Solved – Do I do threshold selection for the logit model on the testing or training subset

auccross-validationpredictive-modelsrocthreshold

I have data with a binary outcome and I am doing logit model selection using AIC and BIC. I have already withheld 30% of the data as a holdout sample (testing subset) and used the remainder (training subset) to do model selection.

In order to calculate accuracy, sensitivity, specificity, PPV, NPV and all of those parameters, I need a threshold. I plan on using Youden's index to maximize the difference between my test and the random chance line.

However, in generating the ROC curve, do I use the training data to generate the curve and choose a threshold, and then apply this threshold to the predicted values for the testing data? Or do I generate the ROC curve using the testing dataset and pick the threshold from that?

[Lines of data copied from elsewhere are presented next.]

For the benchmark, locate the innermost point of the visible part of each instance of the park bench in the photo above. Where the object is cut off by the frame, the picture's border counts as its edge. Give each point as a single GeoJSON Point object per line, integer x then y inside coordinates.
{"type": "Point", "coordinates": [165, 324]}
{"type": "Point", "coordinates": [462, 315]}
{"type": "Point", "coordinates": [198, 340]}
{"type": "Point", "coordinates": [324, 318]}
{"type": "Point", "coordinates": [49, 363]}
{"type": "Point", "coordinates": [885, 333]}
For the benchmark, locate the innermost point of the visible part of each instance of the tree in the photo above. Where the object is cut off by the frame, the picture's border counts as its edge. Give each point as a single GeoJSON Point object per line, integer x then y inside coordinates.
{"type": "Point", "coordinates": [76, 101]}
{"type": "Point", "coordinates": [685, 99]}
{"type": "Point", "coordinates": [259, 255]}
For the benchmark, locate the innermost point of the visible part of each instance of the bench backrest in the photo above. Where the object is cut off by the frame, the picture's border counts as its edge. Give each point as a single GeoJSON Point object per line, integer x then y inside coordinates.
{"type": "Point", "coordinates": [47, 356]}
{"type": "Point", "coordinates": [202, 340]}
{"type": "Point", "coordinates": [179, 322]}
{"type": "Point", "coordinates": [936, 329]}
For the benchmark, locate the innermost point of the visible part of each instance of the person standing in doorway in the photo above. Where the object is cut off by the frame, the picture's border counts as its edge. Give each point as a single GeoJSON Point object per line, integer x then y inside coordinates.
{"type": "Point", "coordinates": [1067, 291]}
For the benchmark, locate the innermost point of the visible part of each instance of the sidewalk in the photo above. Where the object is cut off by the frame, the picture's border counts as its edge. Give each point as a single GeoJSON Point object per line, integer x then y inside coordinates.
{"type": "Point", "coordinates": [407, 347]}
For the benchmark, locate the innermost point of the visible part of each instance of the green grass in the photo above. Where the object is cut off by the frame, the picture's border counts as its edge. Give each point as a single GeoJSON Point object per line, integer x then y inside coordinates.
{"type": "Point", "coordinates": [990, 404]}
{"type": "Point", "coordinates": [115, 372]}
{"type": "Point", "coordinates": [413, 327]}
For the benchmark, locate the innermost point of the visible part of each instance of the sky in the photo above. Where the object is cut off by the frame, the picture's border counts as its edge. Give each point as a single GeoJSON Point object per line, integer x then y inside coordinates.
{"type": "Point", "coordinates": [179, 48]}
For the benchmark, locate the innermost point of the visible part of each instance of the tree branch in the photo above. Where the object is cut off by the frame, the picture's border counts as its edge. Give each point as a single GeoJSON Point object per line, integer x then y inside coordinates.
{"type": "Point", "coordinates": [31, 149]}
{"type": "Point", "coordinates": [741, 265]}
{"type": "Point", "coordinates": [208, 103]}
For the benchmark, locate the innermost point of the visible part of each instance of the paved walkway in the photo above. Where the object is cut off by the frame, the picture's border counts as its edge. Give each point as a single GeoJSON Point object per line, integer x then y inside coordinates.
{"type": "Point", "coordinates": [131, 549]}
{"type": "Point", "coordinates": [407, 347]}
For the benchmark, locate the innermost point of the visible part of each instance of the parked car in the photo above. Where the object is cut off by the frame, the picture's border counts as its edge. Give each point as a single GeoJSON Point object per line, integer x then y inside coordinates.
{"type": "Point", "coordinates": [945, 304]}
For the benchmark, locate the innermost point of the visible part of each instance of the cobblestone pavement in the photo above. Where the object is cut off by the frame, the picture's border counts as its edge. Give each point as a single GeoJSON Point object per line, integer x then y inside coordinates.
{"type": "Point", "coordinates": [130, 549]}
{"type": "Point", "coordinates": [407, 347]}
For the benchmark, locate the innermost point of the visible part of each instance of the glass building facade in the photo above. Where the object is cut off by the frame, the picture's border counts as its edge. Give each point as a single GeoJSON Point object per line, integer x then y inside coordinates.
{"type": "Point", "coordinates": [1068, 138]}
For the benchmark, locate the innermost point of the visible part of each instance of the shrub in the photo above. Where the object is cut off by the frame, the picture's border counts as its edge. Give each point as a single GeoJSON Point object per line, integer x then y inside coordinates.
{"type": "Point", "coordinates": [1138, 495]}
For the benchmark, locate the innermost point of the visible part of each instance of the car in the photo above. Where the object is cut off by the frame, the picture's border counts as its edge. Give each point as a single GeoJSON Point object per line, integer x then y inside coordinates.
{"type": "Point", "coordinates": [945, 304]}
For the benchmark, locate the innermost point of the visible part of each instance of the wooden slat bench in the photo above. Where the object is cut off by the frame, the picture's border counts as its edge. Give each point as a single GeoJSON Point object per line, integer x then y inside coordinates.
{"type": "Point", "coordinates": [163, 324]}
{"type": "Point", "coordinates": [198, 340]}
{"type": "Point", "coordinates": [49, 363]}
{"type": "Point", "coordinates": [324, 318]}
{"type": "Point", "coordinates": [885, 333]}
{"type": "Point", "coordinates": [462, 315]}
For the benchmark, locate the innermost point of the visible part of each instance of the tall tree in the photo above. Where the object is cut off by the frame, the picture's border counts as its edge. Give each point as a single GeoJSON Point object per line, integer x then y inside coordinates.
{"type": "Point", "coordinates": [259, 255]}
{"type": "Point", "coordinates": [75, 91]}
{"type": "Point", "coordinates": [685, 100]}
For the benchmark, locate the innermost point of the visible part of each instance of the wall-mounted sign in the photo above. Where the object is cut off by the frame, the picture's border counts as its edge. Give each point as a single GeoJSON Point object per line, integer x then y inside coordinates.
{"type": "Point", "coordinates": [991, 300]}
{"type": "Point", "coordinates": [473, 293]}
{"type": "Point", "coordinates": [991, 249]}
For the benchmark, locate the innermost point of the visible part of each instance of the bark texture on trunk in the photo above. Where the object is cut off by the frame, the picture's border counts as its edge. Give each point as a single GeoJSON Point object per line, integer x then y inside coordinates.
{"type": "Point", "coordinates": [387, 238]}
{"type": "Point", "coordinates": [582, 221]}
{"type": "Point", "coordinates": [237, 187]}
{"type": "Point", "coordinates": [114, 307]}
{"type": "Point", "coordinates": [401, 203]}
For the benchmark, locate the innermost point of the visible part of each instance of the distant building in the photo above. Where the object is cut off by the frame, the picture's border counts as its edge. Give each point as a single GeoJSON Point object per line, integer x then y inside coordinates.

In the former case, I am generating an ROC curve based on data that were used to make the model, which seems like it would give me a falsely-high AUC (since the models are fit to that particular data), and the threshold chosen won't necessarily be the best threshold. But in the latter case, I am generating an ROC curve based on the testing data, data that the models have not seen, and picking an optimal threshold from this data. This seems a little cheaty as well, since I can pick the threshold that gives me the highest sensitivity/specificity for the testing subset, but this might not be the case for generalizing to the intended population.

TL;DR: do I pick my threshold based on an ROC curve generated with the model testing or model training data?

Thanks.

Best Answer

Generate the ROC curve and choose the threshold within the training data, but then report accuracy, sensitivity, etc. when using this threshold to make predictions in the test data.

AUC is not a great metric, but if you want it (and you don't want it to be optimistically biased), generate another ROC curve for the test data and report the AUC for that.